# electrical... a little showing off



## captdan (May 4, 2012)

As some of you know, I am currently attending a vo tech for marine mechanics. Electrical was not my strong suit going into the class, but now I can say I am comfortable with anything and everything electrical (at least DC wise). 

I wanted to show a before and after pics of a boat I completed....I was a little perturbed seeing that this boat was actually ran like this.... could have caused a fire in less than a count of 1 had the free floating positives touched a ground.....

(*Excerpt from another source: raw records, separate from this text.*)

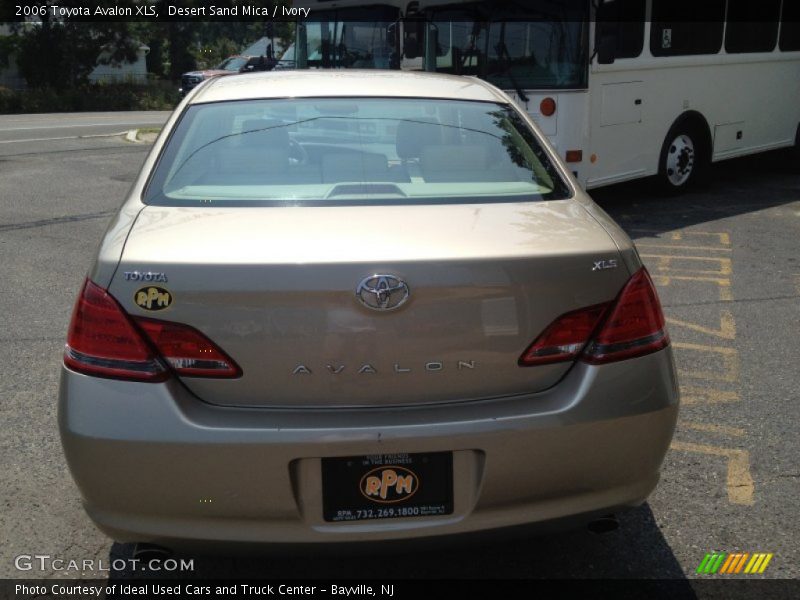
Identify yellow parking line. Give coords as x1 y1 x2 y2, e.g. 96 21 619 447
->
639 254 733 276
636 242 731 252
681 385 741 405
667 309 736 340
684 231 731 246
670 440 755 506
650 273 733 302
680 421 747 437
672 342 739 381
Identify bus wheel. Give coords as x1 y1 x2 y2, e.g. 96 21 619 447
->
658 123 705 193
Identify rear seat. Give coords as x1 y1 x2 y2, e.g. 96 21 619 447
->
322 152 392 183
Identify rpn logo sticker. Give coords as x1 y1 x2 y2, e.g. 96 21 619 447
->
359 465 419 504
133 285 173 311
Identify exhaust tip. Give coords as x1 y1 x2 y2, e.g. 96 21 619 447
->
133 543 173 562
586 515 619 535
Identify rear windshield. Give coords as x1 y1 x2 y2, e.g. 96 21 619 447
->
145 98 570 206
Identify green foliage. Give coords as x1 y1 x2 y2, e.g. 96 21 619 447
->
12 0 138 90
0 82 180 114
0 0 294 90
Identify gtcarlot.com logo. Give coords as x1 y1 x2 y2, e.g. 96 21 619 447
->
14 554 194 573
696 552 772 575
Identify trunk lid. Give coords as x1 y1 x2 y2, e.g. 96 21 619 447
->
109 200 630 407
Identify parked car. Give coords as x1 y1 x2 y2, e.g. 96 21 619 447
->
59 71 678 547
179 55 276 95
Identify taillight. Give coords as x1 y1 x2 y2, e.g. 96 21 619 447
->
64 279 169 381
519 304 608 367
136 318 242 377
64 279 241 381
583 268 669 364
519 268 669 366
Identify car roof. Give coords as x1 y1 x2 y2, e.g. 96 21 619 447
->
190 69 508 104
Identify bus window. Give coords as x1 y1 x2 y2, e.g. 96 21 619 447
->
650 0 725 56
429 0 588 90
780 0 800 52
298 7 399 69
725 0 781 54
597 0 645 59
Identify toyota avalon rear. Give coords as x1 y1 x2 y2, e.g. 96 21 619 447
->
59 72 678 545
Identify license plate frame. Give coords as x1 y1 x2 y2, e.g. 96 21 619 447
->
322 452 453 523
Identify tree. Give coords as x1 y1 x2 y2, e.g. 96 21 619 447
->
11 0 138 89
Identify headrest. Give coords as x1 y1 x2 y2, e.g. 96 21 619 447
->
395 120 442 160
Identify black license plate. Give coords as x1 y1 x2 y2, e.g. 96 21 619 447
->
322 452 453 522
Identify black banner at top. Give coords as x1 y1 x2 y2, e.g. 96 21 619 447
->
0 0 800 22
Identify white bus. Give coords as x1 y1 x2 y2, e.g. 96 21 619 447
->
296 0 800 191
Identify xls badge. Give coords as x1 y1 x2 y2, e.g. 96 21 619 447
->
133 285 172 310
359 465 419 504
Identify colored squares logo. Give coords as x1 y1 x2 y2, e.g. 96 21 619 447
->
696 552 773 575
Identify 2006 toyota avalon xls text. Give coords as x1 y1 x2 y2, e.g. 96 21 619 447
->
59 71 678 545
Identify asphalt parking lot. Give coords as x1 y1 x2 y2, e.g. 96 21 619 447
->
0 119 800 578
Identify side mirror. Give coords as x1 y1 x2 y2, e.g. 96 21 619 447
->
597 31 617 65
403 19 425 58
403 35 419 58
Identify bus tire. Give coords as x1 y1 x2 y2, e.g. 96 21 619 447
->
789 125 800 172
658 120 710 194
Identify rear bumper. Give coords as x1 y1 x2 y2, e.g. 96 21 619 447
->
59 348 678 545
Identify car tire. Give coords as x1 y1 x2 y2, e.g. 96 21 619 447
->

Here goes. this is what i started with:




















after making a custom aluminum panel to incorporate an additional guage and a few more switches/breakers, the end result:


----------



## fish devil (May 4, 2012)

:twisted: WOW, what a difference. Nice work. Should be way easier to troubleshoot if a problem ever occurs.


----------



## Johny25 (May 4, 2012)

Nice job =D>


----------



## Gramps50 (May 4, 2012)

Same boat  

As you know you started with a real mess, The completed job looks real professional, great job.


----------



## Dragonman (May 4, 2012)

That looked rough, nice way to simplify and organize. I would say you are getting you moneys worth at school. =D> =D> =D>


----------



## Bob Landry (May 5, 2012)

Very nice work. Having been in the marine business for 15 years, I've run into a lot of atrocities like that. It's usually a result of an owner adding or replacing equipment with no qualifications to do the job. You'll run into a lot of interesting situations such as hanging wire ends, wire sized incorrectly for the application, and some of the most interesting being different colors of wire, spliced together because that's what Gilliedgan had in his junk box. makes it fun tacing down a problem. Too bad most people don't know what tie-wraps are. They're cheap and they really make the job loook finished.
I picked up a G3 CC a few months ago that had alligator clips on the bilge and bait pump because the boat had sat outside and all of the electrical had corroded and stopped working. It was a salt water boat so that added to the problems. The solution was to rewire the entire boat.


----------



## captdan (May 6, 2012)

thank you guys for the kind words. I was in shock when I saw the positive wires hanging . the owner had removed some breakers to add more switches for the courtesy lights be installed. thank you use household single core copper wire... definitely not the best thing for a marine application. I am glad we got to do the job before the boat burn to the water line. overall I was pleased with the job, and the owner was too...


----------



## Captain Ahab (May 6, 2012)

Dude - that is soem nice work


I love how people do not even bother to use heat shrink fittings - crimp and let 'er fly, what could go wrong?!


----------



## lovedr79 (May 6, 2012)

looks great!


----------



## RivRunR (May 7, 2012)

Wow! Bet that was fun to untangle!
Very nice work there.


----------



## bgeddes (May 7, 2012)

Nice work. You gave the owner a drawing right?


----------



## BOB350RX (May 8, 2012)

NOTHING LIKE A NICE A TIGHT ELEC COMPARTMENT, VERY NICE WORK, I HATE SLOPPY WORK JUST DOSENT CUT IT FOR ME


----------



## captdan (May 12, 2012)

i am amazed at how many people try to rig their own things but dont realize the danger they are putting their ppassangers and themselves in. this os def not the first nor last cluster or birdsnest ill run imto... problem is in real world labor prices, the average guy wouldnt want to shell out the money. just in wires, butt connectors and female disconnects, he had over 200 bucks. add that to the time and it would have been a very expensive job. lucky for him we dont make any profit at the school.... he just paid for parts. he was nice enough to give us some money for pizza


----------



## Dman23 (May 14, 2012)

Holy nice work. That is a heck of a lot of wires. Im glad my electrical system is Much more simple! But if it was like that, id want it how you did it!


----------